Девушка была законченным совершенством, воплощением богини Астарты. И каждый мужчина, который смотрел на ее соблазнительные формы, видел в них безукоризненный символ плодородия. Эта девушка была предназначена для того, чтобы ее любили и оплодотворяли, дабы она, производя на свет такое же совершенство, каким была сама, благословляла землю. Не веря своим глазам, Урбаал смотрел, как обнаженная девушка позволяла толпе рассматривать себя. Она была куда прекраснее, чем он себе представлял, куда более желанной, чем он догадывался, когда жадными глазами провожал ее редкие появления. Жрецы были правы, когда предсказывали, что стоит им представить новую рабыню, как толпа придет в неописуемое возбуждение.

– Ее зовут Либама, – объявил главный жрец. – Она служительница Астарты, и скоро, в месяц уборки урожая, она достанется тому мужчине, который в этом году будет работать лучше всех, будь то ячмень, или оливки, или скот, или другие плоды земли.

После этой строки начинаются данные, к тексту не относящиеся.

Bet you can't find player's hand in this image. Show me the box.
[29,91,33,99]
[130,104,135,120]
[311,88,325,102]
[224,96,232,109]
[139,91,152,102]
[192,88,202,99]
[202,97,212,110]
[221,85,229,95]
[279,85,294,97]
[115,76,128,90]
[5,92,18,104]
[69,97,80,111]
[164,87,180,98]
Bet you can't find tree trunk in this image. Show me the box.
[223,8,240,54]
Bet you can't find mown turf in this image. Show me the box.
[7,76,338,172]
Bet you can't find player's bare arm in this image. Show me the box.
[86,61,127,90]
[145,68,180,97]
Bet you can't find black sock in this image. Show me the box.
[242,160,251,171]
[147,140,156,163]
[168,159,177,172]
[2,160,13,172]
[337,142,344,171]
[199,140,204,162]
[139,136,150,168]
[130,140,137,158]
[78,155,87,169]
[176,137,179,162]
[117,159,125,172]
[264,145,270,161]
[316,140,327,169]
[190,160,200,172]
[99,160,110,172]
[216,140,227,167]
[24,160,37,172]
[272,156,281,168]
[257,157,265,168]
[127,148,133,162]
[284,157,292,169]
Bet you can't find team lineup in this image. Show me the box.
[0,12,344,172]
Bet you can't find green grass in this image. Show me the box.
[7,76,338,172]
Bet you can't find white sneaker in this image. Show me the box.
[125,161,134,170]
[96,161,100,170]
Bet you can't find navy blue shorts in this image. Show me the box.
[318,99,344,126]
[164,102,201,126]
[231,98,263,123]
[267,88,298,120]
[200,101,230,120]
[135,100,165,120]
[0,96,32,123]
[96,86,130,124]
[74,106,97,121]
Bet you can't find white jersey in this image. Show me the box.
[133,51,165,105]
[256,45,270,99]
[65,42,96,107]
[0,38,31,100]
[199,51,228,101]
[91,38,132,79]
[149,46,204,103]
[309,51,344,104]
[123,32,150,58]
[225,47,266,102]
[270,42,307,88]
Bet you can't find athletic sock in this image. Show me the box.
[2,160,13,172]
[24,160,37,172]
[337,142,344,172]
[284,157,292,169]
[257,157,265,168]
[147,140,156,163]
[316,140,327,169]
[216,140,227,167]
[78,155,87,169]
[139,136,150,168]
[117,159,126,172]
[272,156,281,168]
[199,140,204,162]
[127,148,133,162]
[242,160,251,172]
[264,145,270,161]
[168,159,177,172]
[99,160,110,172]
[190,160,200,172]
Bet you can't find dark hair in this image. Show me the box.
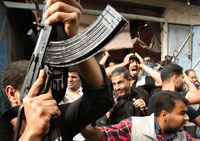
[1,60,29,93]
[161,63,183,82]
[129,55,140,63]
[111,67,130,80]
[68,66,78,73]
[153,91,189,117]
[185,69,195,76]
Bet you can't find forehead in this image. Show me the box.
[172,100,188,113]
[188,71,196,76]
[130,59,139,63]
[68,72,79,76]
[111,73,125,82]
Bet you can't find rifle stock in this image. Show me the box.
[15,5,128,140]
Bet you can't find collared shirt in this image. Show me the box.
[98,118,199,141]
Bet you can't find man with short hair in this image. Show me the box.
[148,63,200,137]
[185,69,199,89]
[82,91,198,141]
[60,66,83,104]
[105,67,149,124]
[0,0,114,141]
[106,53,162,96]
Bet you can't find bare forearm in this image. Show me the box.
[81,125,102,141]
[185,90,200,104]
[19,130,43,141]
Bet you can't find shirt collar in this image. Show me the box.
[154,118,176,141]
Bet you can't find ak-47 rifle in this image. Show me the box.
[15,1,128,140]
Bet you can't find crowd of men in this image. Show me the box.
[0,0,200,141]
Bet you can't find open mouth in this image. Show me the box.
[132,67,138,73]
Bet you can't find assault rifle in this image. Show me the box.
[15,1,128,140]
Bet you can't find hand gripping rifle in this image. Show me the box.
[15,1,128,140]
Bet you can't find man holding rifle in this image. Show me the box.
[0,0,114,141]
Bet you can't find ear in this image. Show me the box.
[160,110,169,121]
[5,85,18,104]
[173,75,178,84]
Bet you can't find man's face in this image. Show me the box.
[188,71,198,85]
[67,72,81,90]
[111,73,131,97]
[175,74,184,92]
[165,101,189,132]
[128,59,140,76]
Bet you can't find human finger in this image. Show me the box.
[46,0,82,11]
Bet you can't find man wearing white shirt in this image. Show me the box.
[60,66,83,104]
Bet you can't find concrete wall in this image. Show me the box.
[164,5,200,25]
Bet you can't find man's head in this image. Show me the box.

– Пусть это буду я, – хрипло прошептал Урбаал. Сжав кулаки, он молился всем своим Астартам. – Пусть это буду я. – И его вторая жена, Тимма, которую даже в эти минуты не покинула рассудительность, увидела удивительную вещь – мужчина, который только что потерял сына, мгновенно преисполнился похоти по отношению к девушке-рабыне. Она подумала, что Урбаал потерял рассудок. Тимма видела, как его губы шевелились, повторяя молитву: «Пусть это буду я», и испытала стыд за него, за мужчину, у которого было столь искаженное представление о жизни.

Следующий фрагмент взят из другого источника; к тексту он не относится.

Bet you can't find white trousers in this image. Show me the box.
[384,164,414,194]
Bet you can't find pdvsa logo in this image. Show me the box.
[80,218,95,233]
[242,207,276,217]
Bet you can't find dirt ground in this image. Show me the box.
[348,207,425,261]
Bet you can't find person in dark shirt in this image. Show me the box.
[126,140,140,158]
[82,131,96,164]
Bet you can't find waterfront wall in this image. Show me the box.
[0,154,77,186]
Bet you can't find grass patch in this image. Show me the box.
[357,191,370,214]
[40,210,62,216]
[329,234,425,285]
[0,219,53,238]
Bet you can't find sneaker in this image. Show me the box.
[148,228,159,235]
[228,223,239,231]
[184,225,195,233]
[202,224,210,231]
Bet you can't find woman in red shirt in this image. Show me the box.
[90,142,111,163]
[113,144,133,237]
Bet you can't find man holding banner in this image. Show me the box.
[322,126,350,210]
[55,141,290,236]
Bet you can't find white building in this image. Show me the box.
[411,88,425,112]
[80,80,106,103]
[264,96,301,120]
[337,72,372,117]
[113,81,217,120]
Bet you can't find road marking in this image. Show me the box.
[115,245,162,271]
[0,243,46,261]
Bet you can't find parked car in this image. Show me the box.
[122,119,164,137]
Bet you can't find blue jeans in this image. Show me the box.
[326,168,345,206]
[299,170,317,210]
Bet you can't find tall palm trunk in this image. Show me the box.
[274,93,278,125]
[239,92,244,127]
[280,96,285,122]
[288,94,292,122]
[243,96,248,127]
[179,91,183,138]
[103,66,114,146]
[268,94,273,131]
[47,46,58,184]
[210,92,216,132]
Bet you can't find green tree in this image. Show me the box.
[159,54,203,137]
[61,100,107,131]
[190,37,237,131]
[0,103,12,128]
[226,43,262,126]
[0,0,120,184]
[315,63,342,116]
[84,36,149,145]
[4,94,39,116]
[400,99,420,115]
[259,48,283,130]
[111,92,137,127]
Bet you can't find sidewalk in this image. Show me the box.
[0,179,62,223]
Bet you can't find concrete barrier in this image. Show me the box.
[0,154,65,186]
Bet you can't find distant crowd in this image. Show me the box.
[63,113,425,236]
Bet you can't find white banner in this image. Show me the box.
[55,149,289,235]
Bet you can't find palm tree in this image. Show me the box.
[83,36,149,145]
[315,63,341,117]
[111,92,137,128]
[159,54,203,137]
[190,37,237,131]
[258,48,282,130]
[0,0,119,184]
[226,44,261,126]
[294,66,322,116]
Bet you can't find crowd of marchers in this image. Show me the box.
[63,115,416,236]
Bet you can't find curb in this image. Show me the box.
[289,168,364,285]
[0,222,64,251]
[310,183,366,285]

Жрец вскинул руки, даруя благословение обнаженной девушке, а затем медленно опустил их, давая понять, что сейчас может зазвучать песня. Музыканты приглушенно завели мелодию, под которую высокая девушка стала кружиться в медленном танце. Голову она держала опущенной, но колени и руки ее двигались в зазывном ритме. Ритм барабанного боя все возрастал, и она убыстряла темп своих движений. Разводя ноги, она так дразняще кружилась, что всем мужчинам не оставалось ничего другого, как в голодном порыве закусывать губы. Урбаал, с детским восторгом таращась на нее, заметил, что девушка так и не открыла глаз. Она танцевала как спящая богиня, не имеющая отношения к этой церемонии, но чувственность ее девичьего тела воплощала для Урбаала дух земли. Ему хотелось взбежать на ступени храма, схватить ее, заставить открыть глаза и унести в этот мир.

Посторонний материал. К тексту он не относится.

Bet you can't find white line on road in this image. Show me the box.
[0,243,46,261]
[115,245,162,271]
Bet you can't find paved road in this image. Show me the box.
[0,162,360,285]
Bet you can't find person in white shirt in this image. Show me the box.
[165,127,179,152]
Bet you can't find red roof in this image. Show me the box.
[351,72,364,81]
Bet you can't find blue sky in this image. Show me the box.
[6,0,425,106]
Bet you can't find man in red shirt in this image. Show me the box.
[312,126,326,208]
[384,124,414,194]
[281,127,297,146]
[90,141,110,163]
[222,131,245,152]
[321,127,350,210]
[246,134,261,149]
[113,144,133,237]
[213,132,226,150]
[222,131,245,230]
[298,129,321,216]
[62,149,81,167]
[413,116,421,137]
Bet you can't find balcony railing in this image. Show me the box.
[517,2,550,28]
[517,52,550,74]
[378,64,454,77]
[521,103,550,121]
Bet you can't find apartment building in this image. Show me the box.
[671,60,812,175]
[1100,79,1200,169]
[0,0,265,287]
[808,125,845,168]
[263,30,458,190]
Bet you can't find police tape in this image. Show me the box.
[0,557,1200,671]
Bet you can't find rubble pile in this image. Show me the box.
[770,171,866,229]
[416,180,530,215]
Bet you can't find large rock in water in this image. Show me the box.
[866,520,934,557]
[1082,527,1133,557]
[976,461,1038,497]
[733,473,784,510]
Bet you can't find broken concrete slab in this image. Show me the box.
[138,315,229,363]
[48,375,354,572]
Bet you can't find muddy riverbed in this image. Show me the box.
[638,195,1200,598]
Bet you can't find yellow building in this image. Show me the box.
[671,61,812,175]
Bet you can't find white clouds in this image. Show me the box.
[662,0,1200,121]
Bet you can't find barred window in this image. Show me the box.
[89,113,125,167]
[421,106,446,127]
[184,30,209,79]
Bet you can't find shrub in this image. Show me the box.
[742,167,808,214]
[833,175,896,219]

– В месяц урожая, – крикнул жрец толпе, – она будет принадлежать одному из вас!

Его помощники тут же прикрыли высокую фигуру девушки сброшенными одеяниями и увели ее. Толпа застонала – даже женщины, – потому что они надеялись увидеть более полную церемонию. Но ступени храма недолго оставались пустыми: на них появились четыре хорошо известные жрицы – многие мужчины уже познали эту четверку, – которые тоже обнажились. У них были далеко не столь соблазнительные тела, как у Либамы, но, тем не менее, и они могли быть символами плодородия. Жрецы без промедления назвали четырех горожан, получивших право совокупиться со жрицами. И те, радостные или огорченные – как посмотреть, – оставив жен, взбежали по ступеням. Каждый взял предназначенную ему женщину и отвел во внутренние помещения, отведенные для этих обрядов.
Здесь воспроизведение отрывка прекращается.